Additionally, teacup dogs are susceptible to cavities. Their tiny teeth are difficult to keep clean naturally. You’ll want to make sure your dog has regular dental check-ups.
Breeding for size allows a lot of genetic conditions to be passed down from parent to child. Liver shunts, a condition which impairs the liver’s ability to eliminate toxins, are common. Liver shunts aren’t just dangerous; they’re expensive to treat. Therapy can cost up to $6,000.
Other hereditary problems to watch for include:
- Hydrocephalus – a brain condition
- Heart defects
While this isn’t a health problem, it’s still something potential owners should consider. Teacup dogs are often expensive. You can expect to pay several hundred or even several thousand dollars.
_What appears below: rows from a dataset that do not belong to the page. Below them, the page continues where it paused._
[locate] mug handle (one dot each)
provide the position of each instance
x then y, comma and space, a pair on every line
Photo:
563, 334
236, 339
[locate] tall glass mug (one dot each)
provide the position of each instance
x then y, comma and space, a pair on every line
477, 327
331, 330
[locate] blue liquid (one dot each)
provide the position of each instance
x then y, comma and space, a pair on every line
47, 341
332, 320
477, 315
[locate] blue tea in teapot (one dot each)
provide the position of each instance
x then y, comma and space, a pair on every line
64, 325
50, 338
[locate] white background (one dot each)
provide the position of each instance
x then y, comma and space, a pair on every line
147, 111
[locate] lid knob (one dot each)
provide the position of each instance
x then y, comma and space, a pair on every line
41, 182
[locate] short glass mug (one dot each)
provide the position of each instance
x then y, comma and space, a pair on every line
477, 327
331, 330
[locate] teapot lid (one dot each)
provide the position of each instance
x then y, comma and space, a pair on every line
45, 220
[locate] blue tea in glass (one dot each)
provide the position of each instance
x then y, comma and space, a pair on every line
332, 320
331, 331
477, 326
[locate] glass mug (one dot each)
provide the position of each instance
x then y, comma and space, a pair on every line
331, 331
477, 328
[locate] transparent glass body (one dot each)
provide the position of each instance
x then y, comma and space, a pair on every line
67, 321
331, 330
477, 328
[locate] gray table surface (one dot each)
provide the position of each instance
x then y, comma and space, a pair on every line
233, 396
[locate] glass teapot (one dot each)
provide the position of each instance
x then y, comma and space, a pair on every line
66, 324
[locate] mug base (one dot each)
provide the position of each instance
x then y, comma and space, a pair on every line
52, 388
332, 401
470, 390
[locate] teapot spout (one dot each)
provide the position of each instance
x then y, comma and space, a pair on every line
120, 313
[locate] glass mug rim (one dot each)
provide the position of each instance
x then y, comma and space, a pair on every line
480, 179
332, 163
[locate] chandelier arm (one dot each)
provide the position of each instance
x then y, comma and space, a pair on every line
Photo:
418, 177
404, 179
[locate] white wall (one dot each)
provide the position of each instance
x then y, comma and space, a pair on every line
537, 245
Unfortunately, the high cost can indirectly contribute to health problems. Breeders know they can make lots of money selling teacups. Some breeders don’t care much about the health of the dogs; they only care about their size. Only buy a teacup from a trusted breeder who can supply a thorough health history for the dog.
How Do I Feed a Teacup Dog?
Teacup dogs need to eat more frequently than larger dogs. Generally, you should feed your teacup dog a small meal every three hours. Consult the instructions on the label for the specific amount to feed.
Dry food is the best option. The texture of the kibble helps remove plaque and buildup when chewed. Wet food can easily become stuck between small teeth which increases the risk of cavities. Because teacup dogs are already prone to dental problems, most experts recommend feeding them dry food instead of wet.
The main ingredient in the food should be meat. Avoid foods where the main ingredient is a by-product, such as “chicken by-product.” That’s not really meat. It’s a mixture of bones and organs which doesn’t have the same amino acids found in lean protein.
Teacup dogs aren’t like other dogs. Their size presents many unique challenges. However, with the right care and training, a teacup dog can be a wonderful companion to bring along with you wherever you go.